Shrinking the Zone to Save the Euro

Written by Jeff Cimbalo on Wednesday November 16, 2011

The Merkel-Sarkozy strategy for changing which countries are able to use the euro is taking shape. Their next efforts will likely include an attempt to change the treaties that govern how to exit the euro and how the countries more deeply integrate.

Additional treaty powers to decide who can be in the euro will be sought at the Brussels summit on December 9. But comprehensive treaty changes allowing deeper integration of the eurozone are unnecessary, the authority to do so already exists.

Its just that the current mechanism are unacceptable to the French and the Germans since they won't get to completely control who can join their new euro.

Until now it had been assumed that the euro was going to be the currency of the EU forever. Under existing treaties all EU states are obligated to join the euro (save Denmark and the UK, which can opt-in if they want) once they fulfill the convergence criteria.

With the new efforts to change treaties so that euro nations can leave the currency, that idea is effectively dead.

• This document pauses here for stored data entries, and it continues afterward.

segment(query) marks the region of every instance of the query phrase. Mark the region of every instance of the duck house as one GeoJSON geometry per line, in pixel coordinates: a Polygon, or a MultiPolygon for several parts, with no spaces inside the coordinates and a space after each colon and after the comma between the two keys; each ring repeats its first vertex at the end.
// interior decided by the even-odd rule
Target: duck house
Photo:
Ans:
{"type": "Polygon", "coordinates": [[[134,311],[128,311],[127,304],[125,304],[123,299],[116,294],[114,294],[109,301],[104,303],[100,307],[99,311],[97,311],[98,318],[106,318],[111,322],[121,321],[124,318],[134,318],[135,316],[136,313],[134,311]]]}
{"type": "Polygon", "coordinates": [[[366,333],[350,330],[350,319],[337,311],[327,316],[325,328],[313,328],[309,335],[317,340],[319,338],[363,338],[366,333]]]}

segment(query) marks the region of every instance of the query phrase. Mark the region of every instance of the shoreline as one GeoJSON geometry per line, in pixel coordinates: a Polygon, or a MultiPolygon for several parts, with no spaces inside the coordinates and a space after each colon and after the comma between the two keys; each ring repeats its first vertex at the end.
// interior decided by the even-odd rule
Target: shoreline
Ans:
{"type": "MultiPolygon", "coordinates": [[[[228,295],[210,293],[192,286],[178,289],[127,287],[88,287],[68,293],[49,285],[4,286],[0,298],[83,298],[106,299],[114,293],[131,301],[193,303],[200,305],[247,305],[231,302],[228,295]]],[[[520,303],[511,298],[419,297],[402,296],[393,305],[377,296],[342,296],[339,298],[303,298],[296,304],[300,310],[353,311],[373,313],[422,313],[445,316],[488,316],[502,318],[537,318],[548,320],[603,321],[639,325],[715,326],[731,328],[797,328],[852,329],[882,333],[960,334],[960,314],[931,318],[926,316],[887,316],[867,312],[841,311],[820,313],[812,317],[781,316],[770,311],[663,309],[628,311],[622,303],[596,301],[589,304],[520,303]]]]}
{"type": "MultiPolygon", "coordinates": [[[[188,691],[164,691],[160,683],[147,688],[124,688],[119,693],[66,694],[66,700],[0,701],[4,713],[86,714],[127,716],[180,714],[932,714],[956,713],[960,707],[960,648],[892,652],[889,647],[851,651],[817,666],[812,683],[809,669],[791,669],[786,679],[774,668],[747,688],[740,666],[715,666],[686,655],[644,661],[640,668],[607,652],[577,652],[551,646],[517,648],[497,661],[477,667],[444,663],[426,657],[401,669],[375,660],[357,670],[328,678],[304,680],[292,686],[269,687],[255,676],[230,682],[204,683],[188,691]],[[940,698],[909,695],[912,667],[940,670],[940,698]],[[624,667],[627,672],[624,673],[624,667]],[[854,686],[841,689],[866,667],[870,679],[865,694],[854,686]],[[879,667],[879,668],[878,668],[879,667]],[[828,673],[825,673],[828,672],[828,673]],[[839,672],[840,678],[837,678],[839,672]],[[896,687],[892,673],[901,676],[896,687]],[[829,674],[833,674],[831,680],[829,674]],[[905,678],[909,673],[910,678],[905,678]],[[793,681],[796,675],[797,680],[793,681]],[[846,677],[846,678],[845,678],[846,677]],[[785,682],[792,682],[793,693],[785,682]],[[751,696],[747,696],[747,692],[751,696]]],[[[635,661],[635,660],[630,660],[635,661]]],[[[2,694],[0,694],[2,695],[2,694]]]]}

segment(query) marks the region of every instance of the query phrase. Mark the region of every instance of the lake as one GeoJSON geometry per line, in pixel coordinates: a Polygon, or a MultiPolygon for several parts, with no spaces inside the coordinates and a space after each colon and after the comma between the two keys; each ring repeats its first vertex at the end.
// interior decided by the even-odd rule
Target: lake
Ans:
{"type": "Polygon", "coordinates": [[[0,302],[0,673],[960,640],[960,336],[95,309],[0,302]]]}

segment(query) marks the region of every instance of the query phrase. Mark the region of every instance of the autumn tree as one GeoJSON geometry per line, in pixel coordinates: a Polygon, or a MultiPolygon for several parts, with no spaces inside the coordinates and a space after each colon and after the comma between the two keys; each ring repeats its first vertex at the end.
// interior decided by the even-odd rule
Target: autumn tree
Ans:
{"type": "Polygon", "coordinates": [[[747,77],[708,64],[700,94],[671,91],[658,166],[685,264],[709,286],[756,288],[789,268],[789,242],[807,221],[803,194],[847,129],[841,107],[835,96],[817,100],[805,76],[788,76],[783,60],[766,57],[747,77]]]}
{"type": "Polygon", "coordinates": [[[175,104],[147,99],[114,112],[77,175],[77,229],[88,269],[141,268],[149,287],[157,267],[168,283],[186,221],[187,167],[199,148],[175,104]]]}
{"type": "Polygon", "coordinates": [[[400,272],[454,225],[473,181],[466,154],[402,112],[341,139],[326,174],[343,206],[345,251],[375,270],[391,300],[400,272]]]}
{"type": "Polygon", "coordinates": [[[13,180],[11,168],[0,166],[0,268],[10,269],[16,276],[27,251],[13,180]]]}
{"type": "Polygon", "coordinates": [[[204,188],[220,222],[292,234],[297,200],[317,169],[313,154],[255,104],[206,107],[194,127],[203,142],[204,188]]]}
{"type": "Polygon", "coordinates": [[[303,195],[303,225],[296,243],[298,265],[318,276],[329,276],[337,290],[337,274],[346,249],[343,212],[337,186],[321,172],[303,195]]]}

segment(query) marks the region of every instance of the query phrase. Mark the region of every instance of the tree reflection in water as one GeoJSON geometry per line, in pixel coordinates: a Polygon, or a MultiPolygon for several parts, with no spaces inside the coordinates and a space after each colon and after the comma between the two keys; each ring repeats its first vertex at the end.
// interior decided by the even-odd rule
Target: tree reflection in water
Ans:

With the demise of mandatory euro membership, monetary policy within the euro will just concern itself with just a subset of EU members. It will now been seen as just another a cooperative Union enterprises, like the subset of countries that participate in EU patents.

Forming cooperative enterprises like this is not a new thing for the EU countries to do under existing treaties. Any of the existing methods could be used to reform the eurozone with tighter controls and deeper economic union, and with a minimum of institutional disruption.

However, the process demoting the euro from a requirement to some sort of enhanced cooperation has a significant difficulty. It might be harder for France and Germany to select who joins the deeper integration.

The treaties mandate open availability of membership and equal treatment for such projects. Enhanced cooperation, for example, “shall be open to all Member States, subject to compliance with any conditions” and shall “promote participation by as many Member States as possible.” (TFEU Article 328(1)).

This method of creating a more deeply-integrated euro would state the requirements for membership, and those requirements would be the same should other member states want to join later. Those standards need to be the same for all.

This approach might force the hand of stragglers like Denmark and Sweden to reconsider euro membership. A more deeply integrated euro, with evenly applied and real punishment for violators might be very attractive for those economies already effectively converged with the eurozone when the current crisis passes.

But what makes this enhanced cooperation unappealing to the euro powers is the inability to grandfather existing members into whatever standards there will be for membership from the start. France and Italy may not be able to meet any acceptable economic standards for membership.

Consequently, expect the eurozone next month to propose special treatment for themselves outside the typical methods of deeper interstate cooperation in the Union. Those who are not a part of the new euro may realize that getting “more Europe” within the more deeply integrated eurozone will mean “less fairness” to all, hardly a formula for a larger eurozone or a more durable Union.